First of all, I want to express my gratitude to His Eminence for his blessing, and the Leadership One Hundred Family for their gracious invitation, to make this presentation today. The trust that our Archbishop has shown me to be the first Proïstamenos of the Saint Nicholas National Shrine is truly humbling and sobering.

Being with all of you today is heartening for me, because I know the tremendous support that Leadership One Hundred has given to the Shrine. The Friends of Saint Nicholas has been the singular driving force behind completing the Shrine, and fulfilling the vision of His Eminence Archbishop Elpidophoros. The fact that Leadership One Hundred has shared this commitment and vision is encouraging to all of us who see in the National Shrine, a nationwide ministry that is capable of bringing our Church together as never before.

Atop Liberty Park, and overlooking the Memorial Pools that are the exact footprints of the Twin Towers, our Shrine may seem small in respect to its surroundings, but we occupy perhaps the most important parcel of the sixteen acre site.

For in a sea of glass and steel, we are and island of sanctuary, a rock of faith, made from the same stone as the Parthenon of Athens. Literally so! The same Pentelic Marble that was hewn and carried all those miles from Mount Pendelikon, and then hoisted high atop the Acropolis – twenty-five hundred years ago! – this is the same marble that has been granted to us by the Government of Greece to remake our Saint Nicholas Church.

Many people do not know that the Parthenon of Athens, perhaps the most recognizable building in the world, was built following a catastrophic attack on Athens during the Persian Wars. In fact, the Parthenon was a re-building of a prior temple that was destroyed in the fires that consumed nearly all of ancient Athens. Recent discoveries found relics of the first Temple carefully and, I would say, lovingly, buried in the new foundation.

This says a lot about our new Saint Nicholas National Shrine. The precious Church on Cedar Street, was destroyed in the hate-filled attack of 9/11. We have rebuilt it not only as an act of remembrance, but as an act of love. And we will enshrine the few precious objects that survived the catastrophe of 9/11.

The Saint Nicholas Greek Orthodox Church and National Shrine will be a perpetual memorial and witness to our Faith, to religious liberty, and to the values of this country that were attacked on 9/11.

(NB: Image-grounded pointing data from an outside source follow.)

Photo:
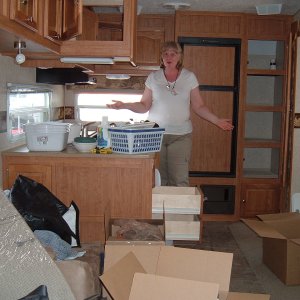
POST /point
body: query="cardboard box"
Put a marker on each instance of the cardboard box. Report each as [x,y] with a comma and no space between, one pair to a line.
[181,208]
[136,225]
[139,272]
[281,244]
[176,200]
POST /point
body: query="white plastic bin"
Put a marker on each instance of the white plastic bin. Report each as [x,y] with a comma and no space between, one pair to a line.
[48,136]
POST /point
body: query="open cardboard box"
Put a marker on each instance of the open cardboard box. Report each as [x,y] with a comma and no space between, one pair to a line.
[113,228]
[281,244]
[166,272]
[181,209]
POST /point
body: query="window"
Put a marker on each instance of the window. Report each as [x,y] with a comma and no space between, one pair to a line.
[26,104]
[92,107]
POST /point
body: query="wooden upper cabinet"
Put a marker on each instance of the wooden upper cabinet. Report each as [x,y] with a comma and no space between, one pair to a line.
[208,24]
[259,199]
[152,32]
[28,13]
[63,19]
[4,8]
[264,27]
[149,44]
[72,18]
[53,20]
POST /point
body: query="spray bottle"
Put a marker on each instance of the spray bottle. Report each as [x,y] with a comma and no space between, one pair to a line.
[103,134]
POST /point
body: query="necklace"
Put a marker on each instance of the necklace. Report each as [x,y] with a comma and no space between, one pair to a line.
[170,87]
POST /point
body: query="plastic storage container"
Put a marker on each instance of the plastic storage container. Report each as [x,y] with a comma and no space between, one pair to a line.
[136,141]
[49,136]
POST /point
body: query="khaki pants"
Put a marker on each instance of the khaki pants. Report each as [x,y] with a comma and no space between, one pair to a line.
[175,155]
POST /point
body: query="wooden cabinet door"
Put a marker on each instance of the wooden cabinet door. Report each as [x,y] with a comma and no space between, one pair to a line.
[259,199]
[72,19]
[27,13]
[215,62]
[53,19]
[39,173]
[63,19]
[149,44]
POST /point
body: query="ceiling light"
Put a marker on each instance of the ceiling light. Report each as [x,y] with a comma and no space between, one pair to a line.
[176,5]
[268,9]
[118,76]
[87,60]
[20,57]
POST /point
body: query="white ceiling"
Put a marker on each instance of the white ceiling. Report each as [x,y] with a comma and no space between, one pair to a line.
[289,7]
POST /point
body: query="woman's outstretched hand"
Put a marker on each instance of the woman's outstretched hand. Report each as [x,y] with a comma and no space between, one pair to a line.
[116,105]
[225,124]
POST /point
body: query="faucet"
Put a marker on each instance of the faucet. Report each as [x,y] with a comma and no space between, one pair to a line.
[84,129]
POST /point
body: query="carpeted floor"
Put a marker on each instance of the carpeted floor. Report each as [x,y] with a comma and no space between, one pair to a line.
[249,274]
[251,247]
[217,236]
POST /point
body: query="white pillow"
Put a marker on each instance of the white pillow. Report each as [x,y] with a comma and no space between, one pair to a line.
[72,218]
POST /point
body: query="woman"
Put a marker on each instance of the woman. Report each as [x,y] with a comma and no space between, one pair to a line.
[169,93]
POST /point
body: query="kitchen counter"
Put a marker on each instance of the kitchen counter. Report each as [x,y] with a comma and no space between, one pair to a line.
[70,151]
[102,185]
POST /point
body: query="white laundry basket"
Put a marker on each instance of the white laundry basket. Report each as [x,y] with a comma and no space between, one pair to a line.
[295,205]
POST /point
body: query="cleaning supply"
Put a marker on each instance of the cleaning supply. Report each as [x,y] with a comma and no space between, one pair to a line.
[103,134]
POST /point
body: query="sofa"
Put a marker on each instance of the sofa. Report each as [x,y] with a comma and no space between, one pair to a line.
[26,264]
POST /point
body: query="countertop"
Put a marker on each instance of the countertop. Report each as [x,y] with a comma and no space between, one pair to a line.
[70,151]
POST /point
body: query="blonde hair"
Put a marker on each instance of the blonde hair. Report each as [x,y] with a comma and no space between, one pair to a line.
[170,45]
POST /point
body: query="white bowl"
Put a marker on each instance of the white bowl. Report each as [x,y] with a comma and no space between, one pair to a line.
[84,147]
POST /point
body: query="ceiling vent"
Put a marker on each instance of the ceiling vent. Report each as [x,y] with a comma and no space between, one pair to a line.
[268,9]
[176,5]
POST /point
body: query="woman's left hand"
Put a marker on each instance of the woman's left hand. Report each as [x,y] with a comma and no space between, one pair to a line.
[225,124]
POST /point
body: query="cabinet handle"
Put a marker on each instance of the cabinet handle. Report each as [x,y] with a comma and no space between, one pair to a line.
[29,19]
[56,36]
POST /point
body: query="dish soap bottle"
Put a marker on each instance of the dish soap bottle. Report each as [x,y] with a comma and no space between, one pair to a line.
[103,134]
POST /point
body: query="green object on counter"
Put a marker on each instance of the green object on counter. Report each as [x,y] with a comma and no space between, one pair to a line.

As the new Proïstamenos of the Shrine, I cannot adequately express to you how expectant I am – as is the community – for our first Holy Week and Pascha in the Church in the two decades since 9/11. The Parish Council has been reconstituted as a special body – because it is an Archdiocesan Institution.

We are working with great intensity to complete the amazing new program of Iconography approve by His Eminence. And working with the Friends of Saint Nicholas, who will continue in a new iteration as an Endowment Fund for the Shrine, we have already begun preparing for the Consecration by our Archbishop during the Clergy Laity Congress.

In closing, allow me to thank you once again – all the Members of Leadership One Hundred, for what you have done to make our National Shrine a reality.

I look forward to welcoming you there in the coming months, and to years of service to Christ and His Holy Church in the ministry of our National Shrine.